Copyright (c) Microsoft Corporation. All rights reserved.  
Licensed under the MIT License.

# Want to *actually* do machine learning? 
## Part 3: Deploy models

*Made for Microsoft Build 2019*

This is the third in a series that walks through how Azure Machine Learning service can speed up your machine learning modelling workflow so you can focus on the interesting tasks that matter. 

**Goal:**
In this notebook, we'll prepare deploy our pytorch model on gpu and cpu cluster. 


In [1]:
!source activate py36


## Deploy a VM with your PyTorch model in the Cloud

### Load Azure ML workspace

We begin by instantiating a workspace object from the existing workspace created earlier in the configuration notebook.

In [2]:
from azureml.core import Workspace, Dataset
import azureml.dataprep as dprep
from azureml.core.model import Model
import pandas as pd




In [3]:
from azureml.core import Workspace

# read existing workspace from config.json
ws = Workspace.from_config()

print(ws.name, ws.location, ws.resource_group, sep = '\n')

builddemossus
southcentralus
build2019


### Get your registered model 

In [4]:
model = Model(name="pytorch_regression_remote", workspace=ws)


### Optional: Displaying your registered models

This step is not required, so feel free to skip it.

In [5]:
models = ws.models
for name, m in models.items():
    print("Name:", name,"\tVersion:", m.version, "\tDescription:", m.description, m.tags)

Name: pytorch_regression_remote 	Version: 3 	Description: None {}
Name: pytorch_regression 	Version: 3 	Description: Taxi PyTorch Regression {'onnx': 'demo'}


### Specify our Score and Environment Files

We are now going to deploy our PyTorch Model on AML with inference.

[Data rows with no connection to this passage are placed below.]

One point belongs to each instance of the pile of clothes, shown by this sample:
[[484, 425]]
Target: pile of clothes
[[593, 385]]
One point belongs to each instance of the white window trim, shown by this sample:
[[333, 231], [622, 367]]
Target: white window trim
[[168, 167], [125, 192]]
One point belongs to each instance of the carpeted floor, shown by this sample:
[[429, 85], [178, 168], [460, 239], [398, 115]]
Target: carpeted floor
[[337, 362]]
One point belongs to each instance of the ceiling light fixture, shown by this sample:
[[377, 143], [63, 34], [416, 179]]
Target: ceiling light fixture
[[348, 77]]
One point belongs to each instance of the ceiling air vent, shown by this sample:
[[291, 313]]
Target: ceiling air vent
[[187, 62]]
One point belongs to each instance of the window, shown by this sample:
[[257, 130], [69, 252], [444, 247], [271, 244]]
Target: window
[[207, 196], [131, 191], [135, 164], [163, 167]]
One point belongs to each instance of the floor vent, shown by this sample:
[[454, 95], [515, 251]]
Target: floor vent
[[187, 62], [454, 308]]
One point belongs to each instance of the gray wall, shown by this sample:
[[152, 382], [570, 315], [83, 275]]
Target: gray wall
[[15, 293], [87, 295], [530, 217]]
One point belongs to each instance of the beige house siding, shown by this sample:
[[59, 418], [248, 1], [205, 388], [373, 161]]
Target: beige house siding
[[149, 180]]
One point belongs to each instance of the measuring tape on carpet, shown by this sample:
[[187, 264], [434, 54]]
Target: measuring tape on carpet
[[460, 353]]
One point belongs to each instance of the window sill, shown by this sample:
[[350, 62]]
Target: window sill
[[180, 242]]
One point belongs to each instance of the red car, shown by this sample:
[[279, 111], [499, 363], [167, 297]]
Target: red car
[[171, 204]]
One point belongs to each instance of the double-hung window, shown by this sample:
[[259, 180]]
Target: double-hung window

We begin by writing a score.py file, which will help us run the model in our Azure ML virtual machine (VM), and then specify our environment by writing a yml file. 

### Write Score File

A score file is what tells our Azure cloud service what to do. 

In [6]:
%%writefile score.py
# Copyright (c) Microsoft. All rights reserved.
# Licensed under the MIT license.

import pathlib
import matplotlib.pyplot as plt
from pylab import rcParams

import pandas as pd
import numpy as np
import seaborn as sns

from collections import defaultdict

from sklearn.model_selection import train_test_split
from sklearn import preprocessing
from sklearn.metrics import mean_squared_error

pd.options.mode.chained_assignment = None

from torch.nn import init
import torch
import torch.nn as nn
import torch.optim as optim
from torch.autograd import Variable
import torch.nn.functional as F
from torch.utils import data
from torch.optim import lr_scheduler

device = torch.device("cpu")

from tqdm import tqdm
import json

from azureml.core.model import Model


def haversine_distance(df, start_lat, end_lat, start_lng, end_lng, prefix):
    """
    calculates haversine distance between 2 sets of GPS coordinates in df
    """
    R = 6371  #radius of earth in kilometers
       
    phi1 = np.radians(df[start_lat])
    phi2 = np.radians(df[end_lat])
    
    delta_phi = np.radians(df[end_lat]-df[start_lat])
    delta_lambda = np.radians(df[end_lng]-df[start_lng])
    
        
    a = np.sin(delta_phi / 2.0) ** 2 + np.cos(phi1) * np.cos(phi2) * np.sin(delta_lambda / 2.0) ** 2
    c = 2 * np.arctan2(np.sqrt(a), np.sqrt(1-a))
    d = (R * c) #in kilometers
    df[prefix+'distance_km'] = d

def add_datepart(df, col, prefix):
    attr = ['Year', 'Month', 'Week', 'Day', 'Dayofweek', 'Dayofyear',
            'Is_month_end', 'Is_month_start', 'Is_quarter_end', 'Is_quarter_start', 'Is_year_end', 'Is_year_start']
    attr = attr + ['Hour', 'Minute', 'Second']
    for n in attr: df[prefix + n] = getattr(df[col].dt, n.lower())
    df[prefix + 'Elapsed'] = df[col].astype(np.int64) // 10 ** 9
    df.drop(col, axis=1, inplace=True)
    
def reject_outliers(data, m = 2.):
    d = np.abs(data - np.median(data))
    mdev = np.median(d)
    s = d/(mdev if mdev else 1.)
    return s<m

def parse_gps(df, prefix):
    lat = prefix + '_latitude'
    lon = prefix + '_longitude'
    df[prefix + '_x'] = np.cos(df[lat]) * np.cos(df[lon])
    df[prefix + '_y'] = np.cos(df[lat]) * np.sin(df[lon]) 
    df[prefix + '_z'] = np.sin(df[lat])
    df.drop([lat, lon], axis=1, inplace=True)
    
def prepare_dataset(df):
    df['pickup_datetime'] = pd.to_datetime(df.pickup_datetime, infer_datetime_format=True)
    add_datepart(df, 'pickup_datetime', 'pickup')
    haversine_distance(df, 'pickup_latitude', 'dropoff_latitude', 'pickup_longitude', 'dropoff_longitude', '')
    parse_gps(df, 'pickup')
    parse_gps(df, 'dropoff')
    df.dropna(inplace=True)
    y = np.log(df.fare_amount)
    df.drop(['key', 'fare_amount'], axis=1, inplace=True)
    
    return df, y

def split_features(df):
    catf = ['pickupYear', 'pickupMonth', 'pickupWeek', 'pickupDay', 'pickupDayofweek', 
            'pickupDayofyear', 'pickupHour', 'pickupMinute', 'pickupSecond', 'pickupIs_month_end',
            'pickupIs_month_start', 'pickupIs_quarter_end', 'pickupIs_quarter_start',
            'pickupIs_year_end', 'pickupIs_year_start']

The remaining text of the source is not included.